A bald eagle is lit by the setting sun as it sits on a branch, Wednesday, Jan. 28, 2009, near Rockport, Wash., along the Skagit River. The Skagit River valley is the winter home of several hundred eagles each year.
A bald eagle is lit by the setting sun as it sits on a branch, Wednesday, Jan. 28, 2009, near Rockport, Wash., along the Skagit River. The Skagit River valley is the winter home of several hundred eagles each year. ASSOCIATED PRESS

The Skagit Land Trust will soon take ownership of more land in east Skagit County.

The Nature Conservancy will transfer nine conservation sites totaling about 1,000 acres to the land trust for continued protection.

The sites are east of Concrete along the Skagit, Cascade, Sauk and Suiattle rivers, as well as along Illabot Creek.

The areas include forest, wetland and stream habitats supporting a variety of wildlife, according to a news release.

The land trust, which has been protecting habitat for 25 years, will manage the sites through its community-based conservation approach, bringing volunteers and youths onto the properties to explore and help care for them.

“Skagit Land Trust is honored to accept responsibility for these wonderful preserves from The Nature Conservancy,” trust Conservation Director Michael Kirshenbaum said in the release. “These nine properties are sterling examples of what makes the Skagit special.”

He told the Skagit Valley Herald that some of the sites originally were set aside to protect bald eagles, some to protect salmon and others for broad habitat protection.
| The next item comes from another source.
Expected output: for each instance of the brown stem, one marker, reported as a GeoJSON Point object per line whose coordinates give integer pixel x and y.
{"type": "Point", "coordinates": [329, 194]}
The nine sites are some of several the trust has stewarded for the conservancy since 2012, meaning land trust staff and volunteers have helped monitor and improve habitat.

“The Nature Conservancy and the Skagit Land Trust share a long partnership and commitment to ensuring that nature will thrive in these lands and waters for generations to come,” conservancy Puget Sound Conservation Director Jessie Israel said in the release.

Jolene Boyd, Puget Sound stewardship coordinator for the conservancy, said in recent years the organization has focused more of its work on broad efforts and less on managing individual properties.

“While the upper Skagit is really important, we’ve been engaging more in statewide and regional projects,” she said.

The Nature Conservancy decided it made sense to give the land trust full control of the sites.

“They saw an opportunity here in Skagit to take some of their preserves that would be great properties for the land trust to manage because we engage the community through our volunteer stewards program, with schools and youth groups … and it fit really well with our mission to not just take care of the land but also get the community involved,” Kirshenbaum said.

The conservancy will still operate out of a Mount Vernon office and hold other properties in Skagit County, organization spokeswoman Robin Stanton said.